Kuddelmuddel

Zehen und Zinkverband

Von Fingern und Zehen
schneid ich schnell mir die Zeit
– doch manchmal, da hätt’ ich gern mehr!

Hätt’ mehr für die Liebe
und Mitmenschlichkeit
– doch wo krieg’ ich sie her?

©petra ulbrich

∙∙∙∙∙·▫▫▫▫ᵒᵒᵒᴼᴼ ᴼᴼᵒᵒᵒ▫▫▫▫∙∙∙∙∙·

Carsten hat sich – wie könnte es besser sein? – gerade den großen Zeh gebrochen. Dieser ist blitzeblau, mindestens doppelt so dick und wir gehen nicht zum Arzt. Stattdessen gibt’s ein Kühlpack und ich versuche – wenn ich dran darf und das Schmerzmittel wirkt – die beiden äußeren Zehen miteinander zu fixieren. Was anderes würde ein Arzt auch nicht tun. Eigentlich heißt es: Schmerz lindern und abwarten. Der Kerle meint dazu: „Dumm gelaufen! Dabei kann ich gar nicht laufen!“

Gedanken, Gedicht, Junioren

Ich sterbe

Sehr provozierend – ich weiß. Aber auch ihr sterbt!

Unser Sterben beginnt, lange bevor wir geboren werden. Zeit online Wissen, eine Seite, auf der ich gerne stöbere, weil auch ein Laie, wie ich, vieles versteht, hat mich nachdenken lassen. Ich sterbe und ich habe auch davor Angst. Wahrscheinlich nicht einmal vor meinem eigenen Tod, wie es Mascha Kaléko schrieb:

Memento
Vor meinem eignen Tod ist mir nicht bang,
Nur vor dem Tode derer, die mir nah sind.
Wie soll ich leben, wenn sie nicht mehr da sind?

Allein im Nebel tast ich todentlang
Und laß mich willig in das Dunkel treiben.
Das Gehen schmerzt nicht halb so wie das Bleiben.

Der weiß es wohl, dem gleiches widerfuhr;
– Und die es trugen, mögen mir vergeben.
Bedenkt: den eignen Tod, den stirbt man nur,
Doch mit dem Tod der andern muß man leben.

(aus:  Verse für Zeitgenossen)

Ich habe Angst, meine Junioren allein zu lassen. Was passiert mit ihnen, wenn ich nicht mehr da bin? Es wird Zeit, dass ich meine uralte Patientenverfügung, die Zukunft der Junioren  – wenn ich sie nicht mehr versorgen kann – und die Finanzen kläre. Ich scheue es, wie der Teufel das Weihwasser. Es ist verrückt! Aber ich werde es diesen Herbst/Winter verstärkt angehen. Noch geht es mir gut, noch sterbe ich nur den Tod, den alle sterben. Aber auch der kann sehr schnell kommen, kann plötzlich zuschlagen.

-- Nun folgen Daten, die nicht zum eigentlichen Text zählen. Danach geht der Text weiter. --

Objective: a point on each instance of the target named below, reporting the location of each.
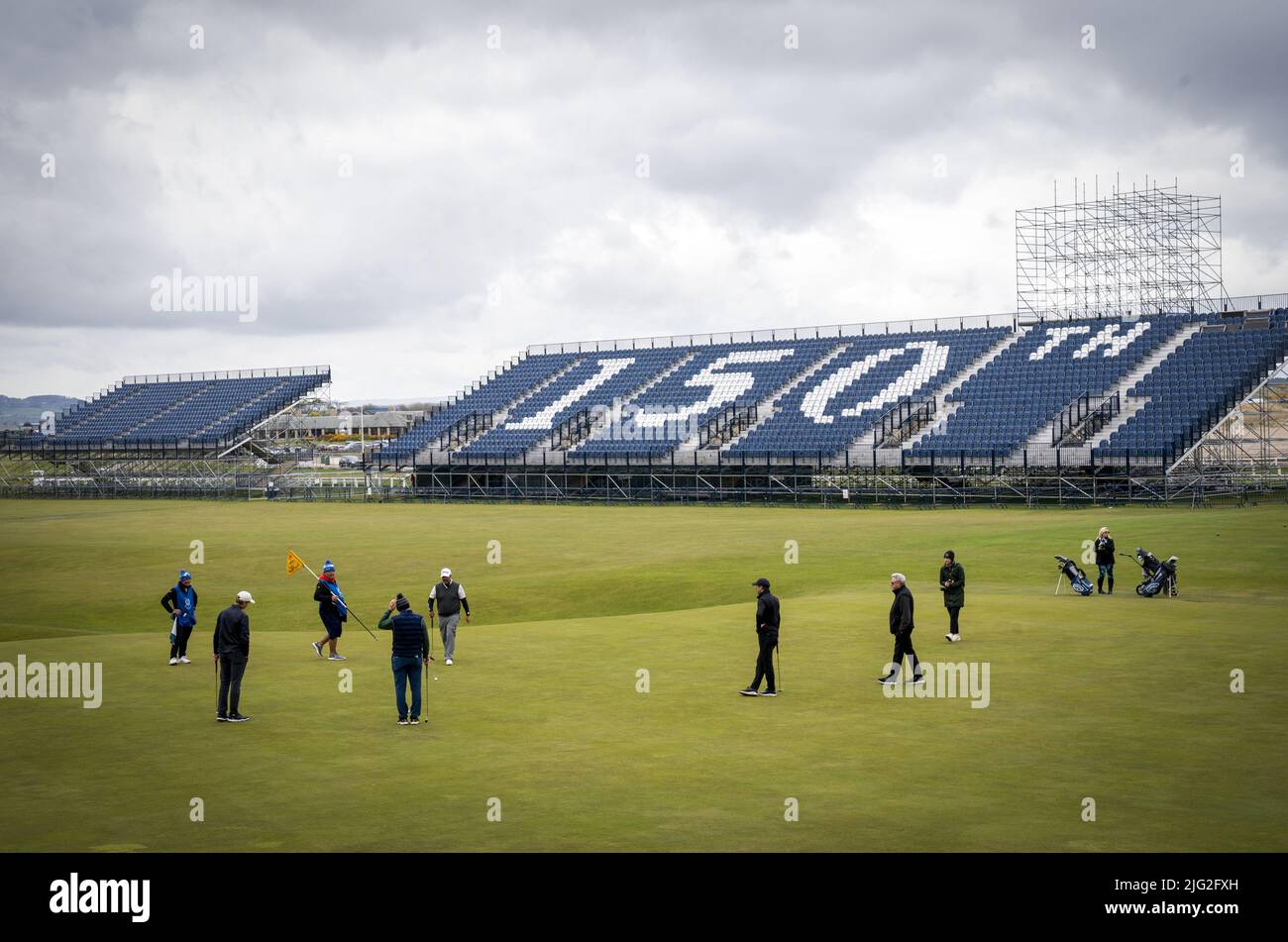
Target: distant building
(376, 425)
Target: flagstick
(347, 607)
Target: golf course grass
(1121, 699)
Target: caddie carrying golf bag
(1159, 576)
(1078, 580)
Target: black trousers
(179, 649)
(903, 646)
(765, 661)
(230, 683)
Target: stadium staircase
(599, 418)
(861, 455)
(1039, 446)
(498, 417)
(686, 451)
(774, 401)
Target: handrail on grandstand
(861, 330)
(228, 374)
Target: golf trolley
(1159, 576)
(1078, 580)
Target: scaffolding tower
(1132, 253)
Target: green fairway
(1121, 699)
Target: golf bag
(1078, 580)
(1159, 575)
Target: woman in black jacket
(1104, 560)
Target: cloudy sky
(421, 189)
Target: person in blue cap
(180, 603)
(331, 609)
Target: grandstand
(1061, 391)
(196, 412)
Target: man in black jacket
(232, 652)
(450, 597)
(410, 650)
(902, 626)
(952, 583)
(767, 632)
(1104, 546)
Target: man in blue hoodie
(180, 603)
(331, 610)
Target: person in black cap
(952, 583)
(902, 626)
(410, 652)
(767, 632)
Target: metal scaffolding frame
(1132, 253)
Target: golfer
(952, 583)
(767, 633)
(180, 603)
(451, 598)
(902, 626)
(1104, 547)
(232, 652)
(410, 650)
(331, 610)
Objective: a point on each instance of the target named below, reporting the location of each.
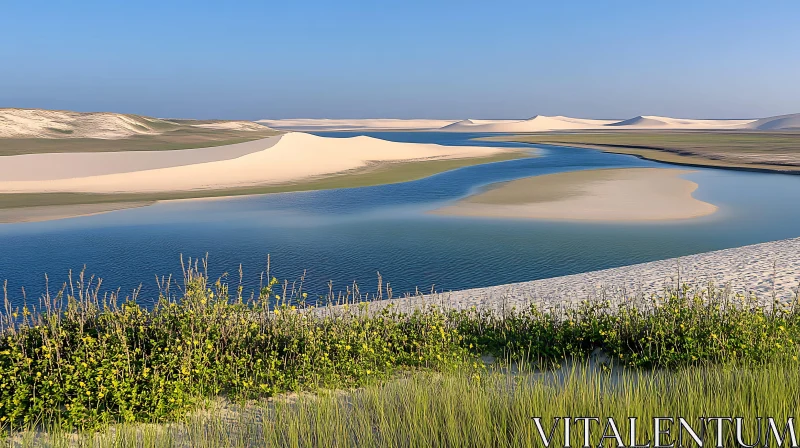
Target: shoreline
(765, 270)
(661, 155)
(14, 208)
(595, 195)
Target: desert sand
(53, 212)
(626, 194)
(281, 159)
(538, 123)
(61, 124)
(377, 124)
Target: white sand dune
(653, 121)
(42, 123)
(39, 123)
(275, 160)
(233, 125)
(780, 122)
(626, 194)
(313, 124)
(539, 123)
(55, 166)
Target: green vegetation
(376, 174)
(182, 138)
(490, 409)
(82, 361)
(771, 151)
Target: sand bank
(53, 212)
(373, 124)
(628, 194)
(283, 159)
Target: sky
(406, 59)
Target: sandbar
(53, 212)
(624, 194)
(283, 159)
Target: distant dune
(781, 122)
(40, 123)
(378, 124)
(539, 123)
(275, 160)
(652, 121)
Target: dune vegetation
(767, 151)
(378, 376)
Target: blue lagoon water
(349, 235)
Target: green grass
(489, 409)
(377, 174)
(771, 151)
(81, 361)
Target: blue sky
(420, 59)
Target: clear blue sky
(437, 59)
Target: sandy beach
(628, 194)
(275, 160)
(54, 212)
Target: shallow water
(351, 234)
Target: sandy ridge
(275, 160)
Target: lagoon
(348, 235)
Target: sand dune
(232, 125)
(627, 194)
(313, 124)
(275, 160)
(57, 124)
(38, 123)
(652, 121)
(780, 122)
(539, 123)
(55, 166)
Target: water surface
(349, 235)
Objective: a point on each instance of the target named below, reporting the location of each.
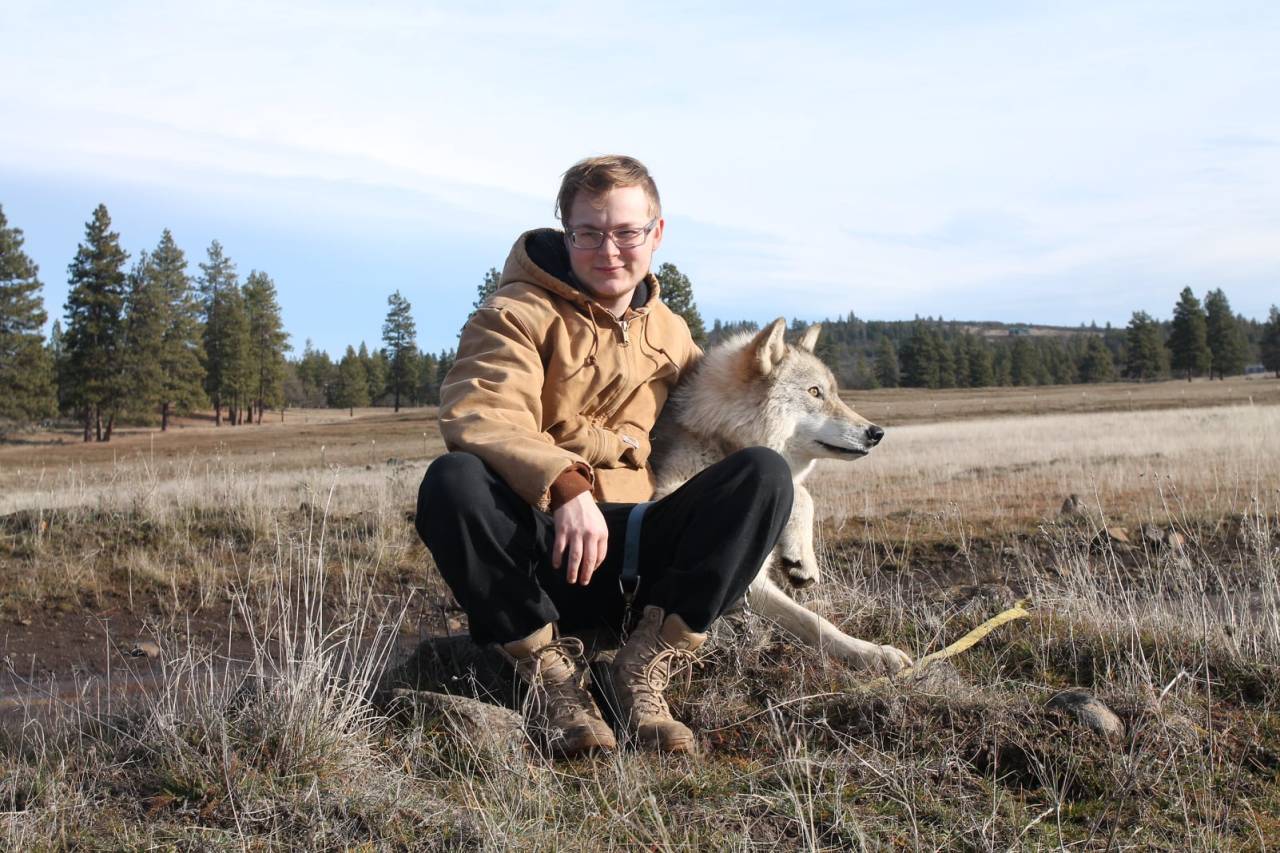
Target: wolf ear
(810, 337)
(769, 346)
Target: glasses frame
(572, 236)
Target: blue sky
(1048, 163)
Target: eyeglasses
(621, 237)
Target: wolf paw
(894, 658)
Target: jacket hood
(540, 258)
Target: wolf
(758, 389)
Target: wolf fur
(757, 389)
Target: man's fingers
(558, 548)
(575, 559)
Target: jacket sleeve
(490, 405)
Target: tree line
(151, 342)
(1200, 340)
(144, 342)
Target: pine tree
(225, 333)
(268, 343)
(1024, 364)
(1225, 340)
(58, 357)
(145, 320)
(352, 382)
(95, 325)
(316, 374)
(182, 355)
(677, 292)
(400, 334)
(1097, 364)
(26, 366)
(1270, 345)
(886, 364)
(982, 372)
(1188, 337)
(1144, 351)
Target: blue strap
(630, 576)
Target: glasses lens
(629, 237)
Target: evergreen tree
(26, 366)
(677, 292)
(886, 364)
(95, 325)
(1225, 340)
(182, 355)
(1097, 364)
(1270, 345)
(225, 333)
(352, 382)
(58, 356)
(1144, 351)
(268, 343)
(400, 334)
(145, 320)
(378, 369)
(1188, 337)
(982, 370)
(316, 375)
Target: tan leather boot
(641, 671)
(561, 707)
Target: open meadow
(192, 625)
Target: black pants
(699, 547)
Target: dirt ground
(74, 638)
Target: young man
(558, 381)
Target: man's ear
(768, 347)
(810, 337)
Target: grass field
(278, 573)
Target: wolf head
(760, 389)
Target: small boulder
(145, 648)
(479, 724)
(1088, 711)
(1112, 539)
(1073, 507)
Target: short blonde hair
(597, 176)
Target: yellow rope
(964, 643)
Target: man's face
(611, 273)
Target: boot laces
(567, 696)
(656, 676)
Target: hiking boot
(561, 707)
(641, 671)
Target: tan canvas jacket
(547, 381)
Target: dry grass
(938, 529)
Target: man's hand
(581, 538)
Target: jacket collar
(540, 258)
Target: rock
(940, 678)
(1088, 711)
(1112, 539)
(1161, 538)
(479, 724)
(145, 648)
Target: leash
(629, 582)
(963, 644)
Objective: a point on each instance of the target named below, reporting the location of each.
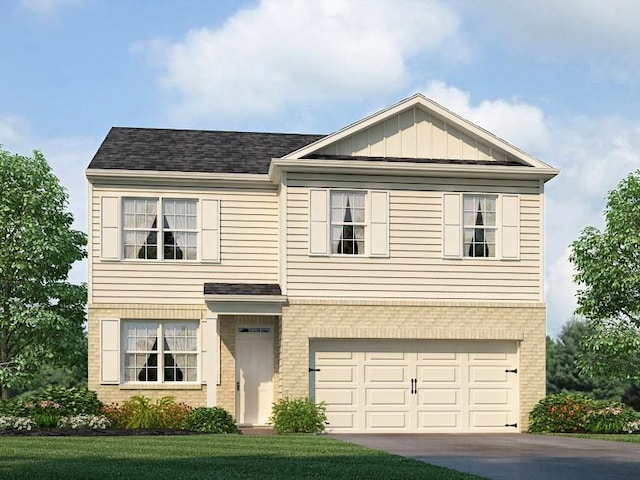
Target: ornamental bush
(210, 420)
(578, 413)
(298, 415)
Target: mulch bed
(88, 432)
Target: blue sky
(561, 80)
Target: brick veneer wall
(303, 320)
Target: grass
(624, 437)
(206, 456)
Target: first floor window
(479, 234)
(160, 351)
(160, 230)
(347, 223)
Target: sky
(560, 80)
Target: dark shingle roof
(242, 289)
(195, 150)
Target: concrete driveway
(515, 456)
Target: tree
(607, 268)
(41, 315)
(563, 373)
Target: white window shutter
(379, 230)
(318, 222)
(210, 230)
(110, 351)
(109, 228)
(451, 225)
(510, 227)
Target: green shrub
(140, 412)
(210, 420)
(577, 413)
(298, 415)
(71, 400)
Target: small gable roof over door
(417, 130)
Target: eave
(182, 179)
(355, 167)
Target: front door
(254, 374)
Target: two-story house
(392, 269)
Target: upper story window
(348, 223)
(479, 234)
(160, 351)
(173, 236)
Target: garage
(405, 386)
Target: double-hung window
(160, 230)
(479, 233)
(348, 223)
(160, 352)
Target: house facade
(392, 269)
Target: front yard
(205, 456)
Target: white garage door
(416, 386)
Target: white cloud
(46, 7)
(519, 123)
(280, 54)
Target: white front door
(254, 374)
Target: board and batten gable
(247, 230)
(415, 267)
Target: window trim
(160, 230)
(160, 352)
(496, 227)
(366, 223)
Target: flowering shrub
(11, 422)
(94, 422)
(578, 413)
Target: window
(173, 359)
(174, 238)
(479, 216)
(348, 223)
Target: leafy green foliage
(298, 415)
(578, 413)
(140, 412)
(210, 420)
(607, 268)
(41, 314)
(564, 375)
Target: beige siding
(415, 133)
(415, 267)
(248, 242)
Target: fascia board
(407, 168)
(152, 177)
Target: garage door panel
(386, 373)
(333, 374)
(333, 396)
(497, 396)
(487, 374)
(416, 386)
(438, 397)
(383, 420)
(438, 420)
(387, 396)
(484, 419)
(438, 374)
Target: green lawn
(595, 436)
(205, 456)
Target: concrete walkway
(515, 456)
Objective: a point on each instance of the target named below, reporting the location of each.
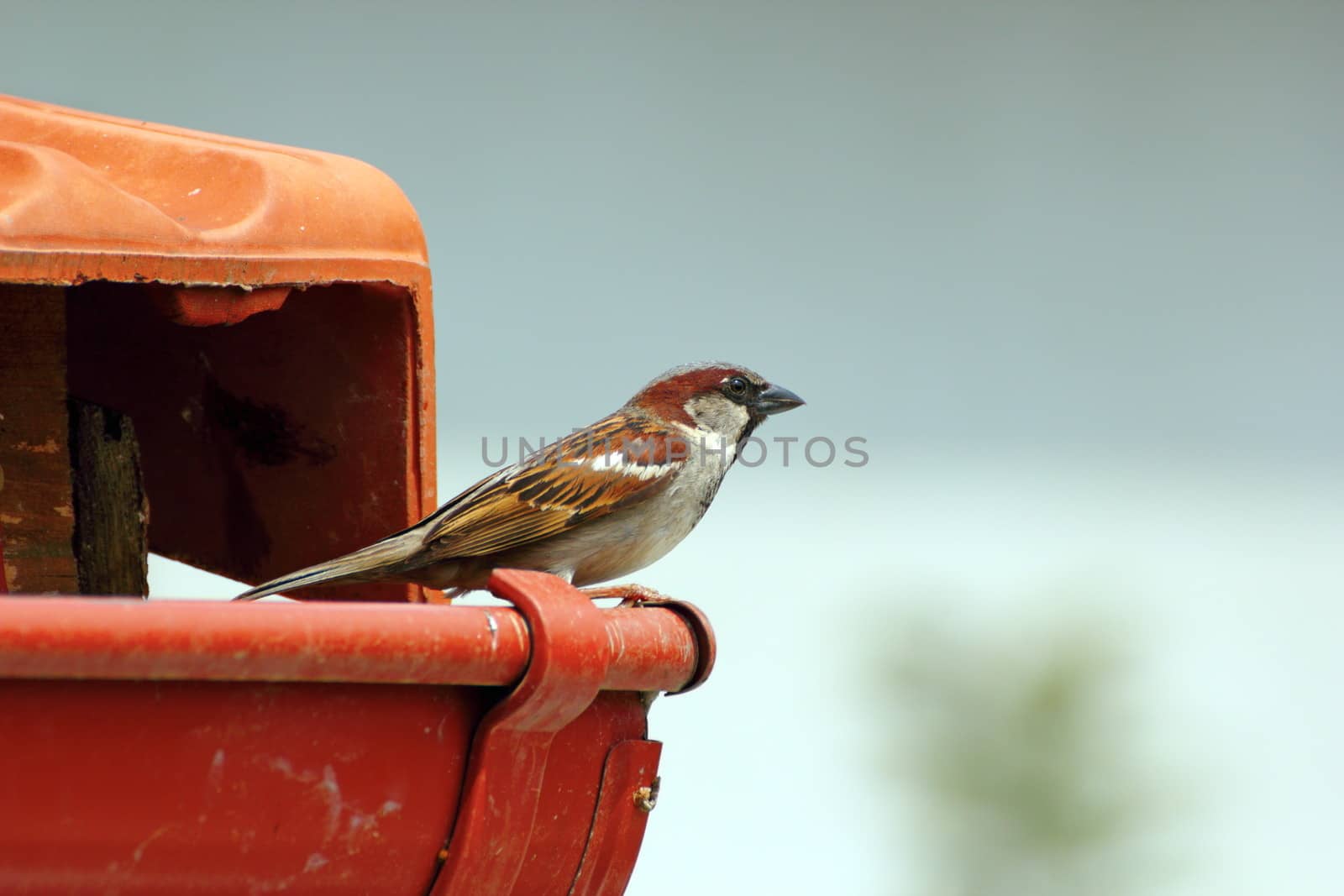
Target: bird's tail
(365, 564)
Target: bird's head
(719, 398)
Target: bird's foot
(631, 595)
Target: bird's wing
(616, 463)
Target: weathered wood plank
(112, 515)
(37, 506)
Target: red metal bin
(262, 315)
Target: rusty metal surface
(323, 786)
(273, 349)
(201, 788)
(628, 795)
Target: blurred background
(1072, 270)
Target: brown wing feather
(558, 488)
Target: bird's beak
(776, 399)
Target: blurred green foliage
(1019, 759)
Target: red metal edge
(629, 792)
(571, 652)
(649, 649)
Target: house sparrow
(598, 504)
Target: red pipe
(652, 647)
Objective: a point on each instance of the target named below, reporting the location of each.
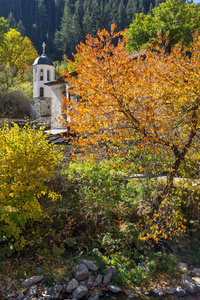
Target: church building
(46, 107)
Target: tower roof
(43, 59)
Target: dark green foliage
(67, 22)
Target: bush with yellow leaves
(27, 161)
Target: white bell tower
(43, 72)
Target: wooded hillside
(62, 24)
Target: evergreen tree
(11, 21)
(21, 28)
(131, 10)
(121, 16)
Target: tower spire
(43, 46)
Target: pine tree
(11, 21)
(21, 28)
(121, 16)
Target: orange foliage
(152, 103)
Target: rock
(58, 287)
(144, 267)
(89, 264)
(114, 288)
(195, 272)
(90, 281)
(11, 295)
(180, 291)
(197, 281)
(95, 295)
(55, 296)
(107, 277)
(32, 280)
(80, 292)
(20, 296)
(171, 291)
(80, 272)
(98, 280)
(131, 296)
(38, 270)
(182, 267)
(32, 291)
(159, 292)
(189, 284)
(72, 285)
(113, 270)
(8, 279)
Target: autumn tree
(152, 104)
(27, 161)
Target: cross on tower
(43, 46)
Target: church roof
(43, 60)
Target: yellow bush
(27, 161)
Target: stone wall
(40, 107)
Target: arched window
(41, 74)
(34, 75)
(41, 92)
(48, 75)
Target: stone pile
(87, 283)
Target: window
(41, 74)
(48, 75)
(34, 75)
(41, 92)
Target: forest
(67, 22)
(129, 197)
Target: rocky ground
(86, 282)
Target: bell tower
(43, 72)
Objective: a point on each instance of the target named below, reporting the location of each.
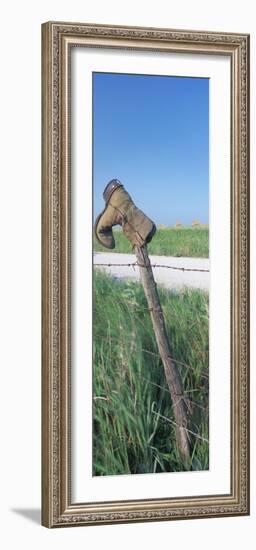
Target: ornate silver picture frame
(59, 506)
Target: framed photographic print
(145, 274)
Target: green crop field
(187, 242)
(132, 410)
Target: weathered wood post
(139, 229)
(171, 372)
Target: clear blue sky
(152, 133)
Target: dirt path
(170, 278)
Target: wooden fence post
(171, 372)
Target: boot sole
(95, 230)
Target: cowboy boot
(121, 210)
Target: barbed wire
(136, 264)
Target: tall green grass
(130, 394)
(168, 242)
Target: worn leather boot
(121, 210)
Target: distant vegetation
(180, 241)
(132, 409)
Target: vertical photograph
(151, 274)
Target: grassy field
(131, 401)
(187, 242)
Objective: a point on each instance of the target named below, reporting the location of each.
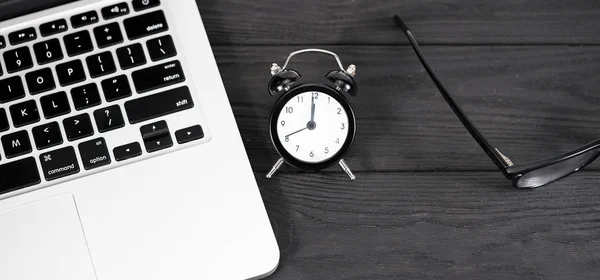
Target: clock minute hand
(312, 110)
(296, 132)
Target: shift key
(158, 76)
(159, 104)
(59, 163)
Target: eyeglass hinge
(505, 158)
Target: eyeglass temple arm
(498, 158)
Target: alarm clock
(312, 125)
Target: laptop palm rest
(44, 240)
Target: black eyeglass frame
(510, 171)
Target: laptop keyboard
(68, 84)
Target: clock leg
(275, 168)
(347, 170)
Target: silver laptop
(119, 155)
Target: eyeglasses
(526, 176)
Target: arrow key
(46, 136)
(158, 143)
(189, 134)
(128, 151)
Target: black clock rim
(287, 157)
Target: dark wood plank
(533, 102)
(433, 225)
(273, 22)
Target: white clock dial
(313, 127)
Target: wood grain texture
(433, 226)
(428, 203)
(532, 102)
(358, 22)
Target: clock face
(313, 126)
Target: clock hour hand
(296, 132)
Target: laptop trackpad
(44, 240)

Erst letztens habe ich in einer Traueranzeige schmerzlich erfahren müssen, dass eine Studienkollegin gestorben ist. Nach langer schwerer Krankheit, hieß es. Was es war, werde ich nicht erfahren – tut auch nicht zur Sache, befreundet waren wir nicht. Wachgerüttelt hat es mich dennoch!

Behinderung, Junioren, Kuddelmuddel

Sie sind wieder da

Die Junioren sind gestern Abend wieder heil und (!) gesund im Heimatort angekommen. Sie hatten eine schöne Zeit, auch wenn der Kerle  gekotzt hat – die Betreuer sind damit sehr gut klar gekommen, haben Carsten einfach umgezogen, ihm seine Freiräume gelassen und ansonsten nicht gedrängt. Gut, das geht im Urlaub besser, als zuhause und fremde Menschen sind nicht so nah dran wie ich – aber es funktioniert. Carsten sieht aus wie ein Spitzmäuschen – ich werde päppeln müssen. Wiebke hat einfach nur genossen und ihr Ding durchgezogen. So möchte ich das auch können!

Hier sind nun kleinere Hügel an Wäsche zu waschen, das Wetter lädt dazu ein, im Bett zu bleiben, eventuell heiße Suppe zu essen – kurz, alles das zu tun, was wir monatelang nicht machen konnten …

So long – ich bin nicht mehr allein und die Einsamkeit hat grad wenig Chancen sich breit zu machen. Ich weiß aber, dass auch wieder andere Tage kommen – deswegen werde ich schweigend genießen!